Among the top children’s books of 2012 — as chosen by a Columbus Dispatch-selected panel of judges — are two that couldn’t be more different.  The novel Wonder by R.J. Palacio finds a 10-year-old boy with an extremely disfigured face entering a public school for the first time, as it tells a story of courage, understanding and acceptance.  About the book, Maryland Elementary School fifth-grader Emma Segerman said:  “Don’t judge a boy by his cover, even when the cover may not be so pretty.”  Then there’s Goldilocks and the Three Dinosaurs, a fractured fairy tale — and an example of picture-book humor at its goofiest — by Mo Willems.  The quality and diversity of children’s books published this year are reflected in the list of the best, as compiled by 25 adult panel members and 25 Ohio students from Maryland in Bexley and Wickliffe Progressive Community School in Upper Arlington.  http://www.dispatch.com/content/stories/life_and_entertainment/2012/11/18/top-titles-tempt-young-eyes.html

Monday, November 26, 2012


South Korean rapper Park Jae-sang is more commonly known as Psy.  His viral music video "Gangnam Style" was originally intended as a satire of a small neighborhood in Seoul renowned for its wealth, with Psy playing a "clownish caricature of a Gangnam man."  But the video, in which Psy showcases his "crazy horse-riding dance" and croons catchily  has catapulted him to American fame, leading to a performance of "Gangnam Style" alongside Britney Spears on Ellen, and a cameo on Saturday Night Live's season premiere.  And as with any viral video, Psy's smash hit has also inspired a slew of YouTube parodies.  See his original video and 11 parodies at :  http://theweek.com/article/index/233651/gangnam-style-the-8-best-parodies-of-the-viral-video

Where did PSY's horse-riding dance in Gangnam Style come from?
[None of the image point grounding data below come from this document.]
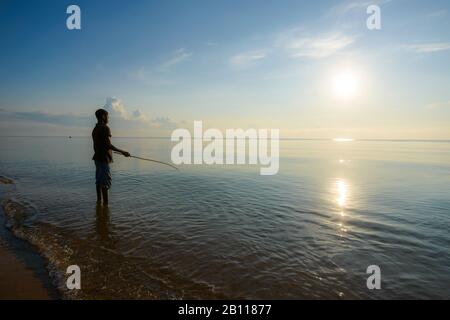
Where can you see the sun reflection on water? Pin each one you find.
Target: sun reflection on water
(341, 189)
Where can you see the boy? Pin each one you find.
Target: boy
(101, 135)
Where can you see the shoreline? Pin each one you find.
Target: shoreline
(23, 271)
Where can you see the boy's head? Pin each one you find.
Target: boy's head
(102, 115)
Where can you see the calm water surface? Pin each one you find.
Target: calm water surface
(226, 232)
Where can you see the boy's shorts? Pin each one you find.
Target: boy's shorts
(102, 175)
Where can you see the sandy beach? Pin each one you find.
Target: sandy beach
(17, 280)
(22, 271)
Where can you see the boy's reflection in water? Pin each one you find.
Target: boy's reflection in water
(104, 228)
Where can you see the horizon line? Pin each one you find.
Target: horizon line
(281, 138)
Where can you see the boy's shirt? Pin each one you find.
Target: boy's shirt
(101, 136)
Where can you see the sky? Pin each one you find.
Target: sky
(309, 68)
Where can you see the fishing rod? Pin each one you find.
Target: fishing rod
(151, 160)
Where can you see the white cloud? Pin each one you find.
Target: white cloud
(438, 105)
(301, 45)
(351, 6)
(248, 58)
(429, 47)
(177, 57)
(116, 108)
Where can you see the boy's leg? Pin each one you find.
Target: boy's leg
(99, 194)
(105, 196)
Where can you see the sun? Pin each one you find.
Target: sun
(345, 84)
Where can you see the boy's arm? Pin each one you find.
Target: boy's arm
(125, 153)
(113, 148)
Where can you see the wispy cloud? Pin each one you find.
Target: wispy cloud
(248, 58)
(69, 120)
(302, 45)
(438, 105)
(115, 107)
(177, 57)
(352, 6)
(428, 47)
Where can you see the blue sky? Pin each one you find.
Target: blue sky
(158, 65)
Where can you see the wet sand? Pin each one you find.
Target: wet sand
(22, 271)
(17, 281)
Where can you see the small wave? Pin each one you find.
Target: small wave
(5, 180)
(105, 273)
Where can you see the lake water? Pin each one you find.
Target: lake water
(310, 231)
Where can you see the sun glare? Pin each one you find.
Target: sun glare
(345, 85)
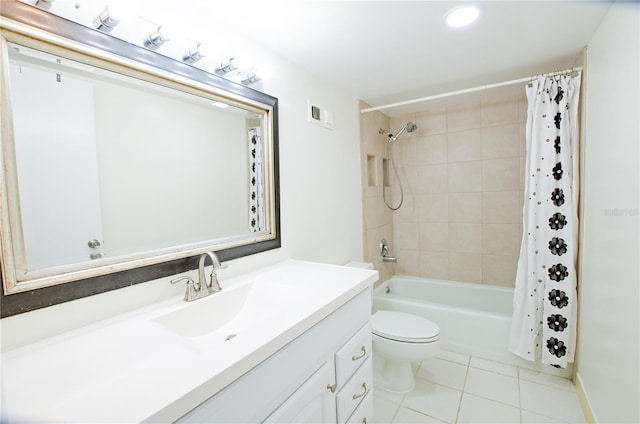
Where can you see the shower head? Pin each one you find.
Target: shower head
(409, 127)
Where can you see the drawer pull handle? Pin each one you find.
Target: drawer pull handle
(362, 355)
(364, 392)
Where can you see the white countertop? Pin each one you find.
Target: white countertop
(132, 369)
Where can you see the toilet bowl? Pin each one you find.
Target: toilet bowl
(400, 339)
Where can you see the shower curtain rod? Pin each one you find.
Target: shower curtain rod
(469, 90)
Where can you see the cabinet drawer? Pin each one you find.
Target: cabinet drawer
(356, 389)
(364, 412)
(353, 354)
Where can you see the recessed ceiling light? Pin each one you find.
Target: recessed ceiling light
(462, 16)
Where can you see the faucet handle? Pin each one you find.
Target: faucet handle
(220, 266)
(190, 294)
(189, 280)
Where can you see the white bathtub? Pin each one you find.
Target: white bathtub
(474, 319)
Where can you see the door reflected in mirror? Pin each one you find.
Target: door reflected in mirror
(115, 169)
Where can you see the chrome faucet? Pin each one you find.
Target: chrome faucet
(204, 287)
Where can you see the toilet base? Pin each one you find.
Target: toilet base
(393, 376)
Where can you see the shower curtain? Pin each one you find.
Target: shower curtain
(544, 306)
(256, 172)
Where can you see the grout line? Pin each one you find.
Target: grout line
(462, 392)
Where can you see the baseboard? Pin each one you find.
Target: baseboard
(587, 410)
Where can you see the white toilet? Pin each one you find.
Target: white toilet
(398, 340)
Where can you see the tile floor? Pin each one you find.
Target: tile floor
(456, 388)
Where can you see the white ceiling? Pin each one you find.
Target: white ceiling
(389, 51)
(379, 51)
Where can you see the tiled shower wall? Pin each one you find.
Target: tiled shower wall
(378, 220)
(462, 177)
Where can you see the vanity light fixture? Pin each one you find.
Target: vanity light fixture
(110, 17)
(462, 16)
(225, 68)
(250, 78)
(194, 55)
(156, 39)
(44, 4)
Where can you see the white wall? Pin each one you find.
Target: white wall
(321, 206)
(608, 353)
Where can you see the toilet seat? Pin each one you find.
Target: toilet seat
(403, 327)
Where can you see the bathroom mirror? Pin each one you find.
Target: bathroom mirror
(115, 158)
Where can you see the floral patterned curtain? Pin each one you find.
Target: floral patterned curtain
(256, 200)
(545, 309)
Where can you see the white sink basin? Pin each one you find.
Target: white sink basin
(230, 312)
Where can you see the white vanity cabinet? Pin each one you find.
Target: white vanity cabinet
(324, 375)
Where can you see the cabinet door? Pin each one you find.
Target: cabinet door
(313, 402)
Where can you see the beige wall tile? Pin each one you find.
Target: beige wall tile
(500, 112)
(501, 174)
(464, 146)
(406, 235)
(501, 141)
(434, 264)
(499, 270)
(465, 267)
(409, 211)
(465, 207)
(405, 151)
(433, 208)
(432, 179)
(501, 207)
(434, 237)
(463, 117)
(408, 262)
(466, 238)
(431, 122)
(432, 149)
(465, 177)
(501, 239)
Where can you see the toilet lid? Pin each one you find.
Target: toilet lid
(404, 327)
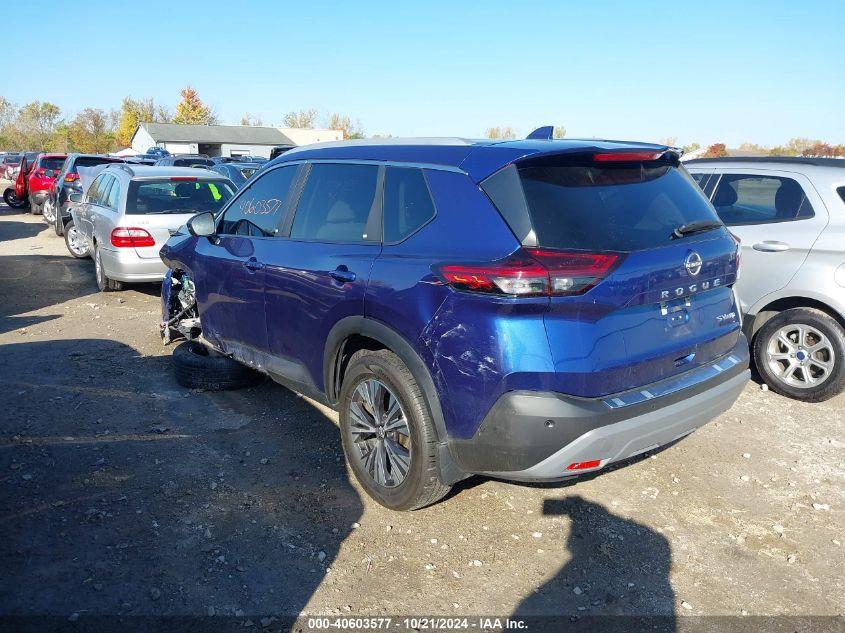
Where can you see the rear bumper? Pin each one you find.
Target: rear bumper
(534, 436)
(127, 266)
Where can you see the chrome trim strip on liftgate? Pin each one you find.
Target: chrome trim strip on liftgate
(670, 386)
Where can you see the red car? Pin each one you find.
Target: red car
(35, 179)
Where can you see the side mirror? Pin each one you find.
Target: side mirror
(202, 225)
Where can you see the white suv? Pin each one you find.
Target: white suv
(790, 215)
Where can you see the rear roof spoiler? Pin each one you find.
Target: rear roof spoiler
(545, 133)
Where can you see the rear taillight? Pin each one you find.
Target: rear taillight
(131, 237)
(533, 272)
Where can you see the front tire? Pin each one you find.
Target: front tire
(12, 200)
(48, 211)
(104, 282)
(800, 353)
(76, 242)
(389, 438)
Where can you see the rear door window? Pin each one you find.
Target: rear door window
(742, 199)
(407, 202)
(609, 207)
(336, 203)
(177, 196)
(260, 209)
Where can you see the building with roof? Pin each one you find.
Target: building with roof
(225, 140)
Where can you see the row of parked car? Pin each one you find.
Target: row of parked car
(529, 310)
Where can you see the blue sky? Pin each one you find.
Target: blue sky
(698, 71)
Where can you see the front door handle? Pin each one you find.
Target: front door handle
(253, 265)
(771, 246)
(342, 275)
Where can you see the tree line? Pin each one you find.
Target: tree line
(41, 126)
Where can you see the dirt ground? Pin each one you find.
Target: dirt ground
(124, 494)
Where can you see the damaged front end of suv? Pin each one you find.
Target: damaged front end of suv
(179, 314)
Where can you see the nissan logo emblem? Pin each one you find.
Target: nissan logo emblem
(693, 263)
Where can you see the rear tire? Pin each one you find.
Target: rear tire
(197, 367)
(419, 485)
(104, 282)
(75, 242)
(800, 353)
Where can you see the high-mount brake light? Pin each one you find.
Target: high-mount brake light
(131, 237)
(625, 157)
(533, 272)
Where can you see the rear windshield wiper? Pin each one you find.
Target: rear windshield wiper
(695, 227)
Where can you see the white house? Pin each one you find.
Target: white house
(224, 140)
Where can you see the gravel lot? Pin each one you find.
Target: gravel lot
(126, 494)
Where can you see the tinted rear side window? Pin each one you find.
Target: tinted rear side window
(90, 161)
(335, 203)
(162, 197)
(52, 163)
(407, 203)
(753, 199)
(613, 207)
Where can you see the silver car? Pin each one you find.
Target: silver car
(789, 214)
(129, 212)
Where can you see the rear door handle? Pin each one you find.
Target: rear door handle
(771, 246)
(342, 275)
(253, 265)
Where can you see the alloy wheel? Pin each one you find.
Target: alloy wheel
(47, 212)
(380, 433)
(76, 241)
(800, 356)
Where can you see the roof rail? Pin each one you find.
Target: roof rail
(545, 133)
(125, 168)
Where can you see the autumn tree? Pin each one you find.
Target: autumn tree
(92, 132)
(136, 111)
(37, 122)
(504, 132)
(351, 129)
(717, 150)
(300, 119)
(192, 111)
(248, 119)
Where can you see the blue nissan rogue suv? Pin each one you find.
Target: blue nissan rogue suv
(530, 310)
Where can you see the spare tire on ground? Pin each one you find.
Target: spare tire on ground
(198, 367)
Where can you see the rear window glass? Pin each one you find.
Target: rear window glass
(190, 162)
(160, 197)
(90, 161)
(52, 163)
(618, 207)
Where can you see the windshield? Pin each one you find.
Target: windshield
(190, 162)
(614, 207)
(157, 197)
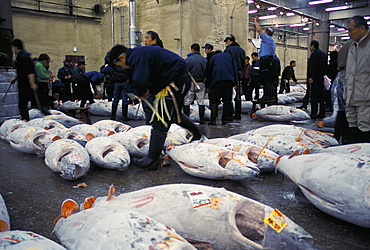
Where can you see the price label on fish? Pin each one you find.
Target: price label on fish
(276, 220)
(199, 199)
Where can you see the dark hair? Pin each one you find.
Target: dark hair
(17, 43)
(116, 51)
(43, 57)
(154, 35)
(359, 21)
(195, 47)
(315, 44)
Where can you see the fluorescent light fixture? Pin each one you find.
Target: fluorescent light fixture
(297, 24)
(320, 2)
(267, 17)
(344, 7)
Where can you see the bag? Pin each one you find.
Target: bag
(327, 82)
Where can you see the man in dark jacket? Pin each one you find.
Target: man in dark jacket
(316, 71)
(25, 77)
(65, 76)
(238, 54)
(224, 75)
(288, 73)
(161, 72)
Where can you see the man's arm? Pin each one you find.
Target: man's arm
(256, 24)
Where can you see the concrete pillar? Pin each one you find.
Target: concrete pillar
(6, 32)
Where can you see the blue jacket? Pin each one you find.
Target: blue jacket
(238, 54)
(154, 68)
(222, 68)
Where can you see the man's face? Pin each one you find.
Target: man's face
(356, 33)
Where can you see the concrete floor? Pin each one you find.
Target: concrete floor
(33, 193)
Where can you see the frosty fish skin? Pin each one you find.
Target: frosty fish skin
(212, 162)
(282, 113)
(108, 153)
(67, 157)
(233, 222)
(264, 158)
(337, 184)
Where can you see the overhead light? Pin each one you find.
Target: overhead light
(344, 7)
(267, 17)
(297, 24)
(272, 8)
(320, 2)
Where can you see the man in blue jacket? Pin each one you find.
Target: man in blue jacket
(161, 72)
(223, 76)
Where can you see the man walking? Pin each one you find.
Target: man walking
(357, 86)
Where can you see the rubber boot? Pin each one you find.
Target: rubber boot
(24, 114)
(151, 161)
(186, 110)
(214, 111)
(201, 114)
(114, 111)
(189, 125)
(124, 112)
(314, 107)
(238, 109)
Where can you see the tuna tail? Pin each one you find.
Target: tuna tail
(4, 226)
(69, 206)
(111, 191)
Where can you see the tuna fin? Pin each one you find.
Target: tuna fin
(111, 191)
(4, 226)
(89, 136)
(306, 152)
(293, 154)
(88, 203)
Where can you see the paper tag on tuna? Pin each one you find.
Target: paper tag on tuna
(276, 220)
(199, 199)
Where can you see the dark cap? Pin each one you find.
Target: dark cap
(207, 46)
(230, 37)
(81, 62)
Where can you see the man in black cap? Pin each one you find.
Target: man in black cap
(65, 76)
(233, 48)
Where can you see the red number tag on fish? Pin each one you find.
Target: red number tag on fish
(276, 220)
(199, 199)
(75, 157)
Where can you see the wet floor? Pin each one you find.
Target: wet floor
(33, 193)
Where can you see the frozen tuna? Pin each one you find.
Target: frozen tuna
(212, 162)
(223, 219)
(31, 140)
(281, 113)
(264, 158)
(68, 158)
(9, 126)
(114, 228)
(337, 184)
(108, 153)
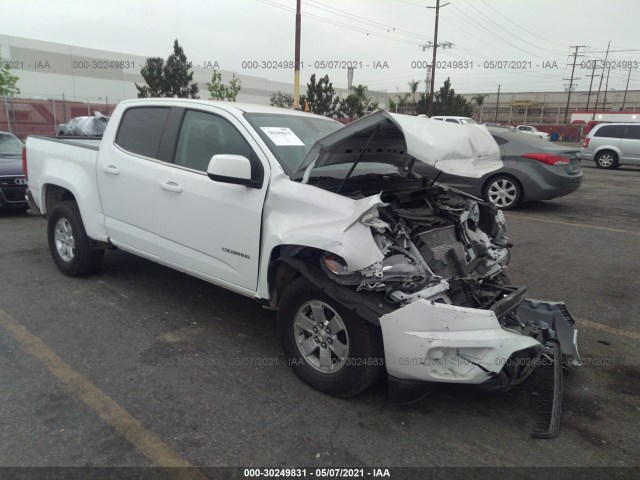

It certainly seems as if it might have come from Agnes De Mille's choreography for the dream-ballet sequence of Oklahoma!  Link to video at:  http://www.theatlantic.com/entertainment/archive/2012/11/gangnam-styles-broadway-roots/265262/

Caesar salad's creation is generally attributed to restauranteur Caesar Cardini, an Italian immigrant who operated restaurants in Mexico and the United States.  Cardini was living in San Diego but also working in Tijuana where he avoided the restrictions of Prohibition.  His daughter Rosa (1928–2003) recounted that her father invented the dish when a Fourth of July 1924 rush depleted the kitchen's supplies.  Cardini made do with what he had, adding the dramatic flair of the table-side tossing "by the chef.  A number of Cardini's staff have said that they invented the dish.  The earliest contemporary documentation of Caesar Salad is from a 1946 Los Angeles restaurant menu, twenty years after the 1924 origin stated by the Cardinis.  The original Caesar salad recipe did not contain pieces of anchovy; the slight anchovy flavor comes from the Worcestershire sauce.  Cardini was opposed to using anchovies in his salad.  In the 1970s, Cardini's daughter said that the original recipe included whole lettuce leaves, which were meant to be lifted by the stem and eaten with the fingers; coddled eggs; and Italian olive oil. 
http://en.wikipedia.org/wiki/Caesar_salad  NOTE that coddled eggs are gently or lightly cooked eggs.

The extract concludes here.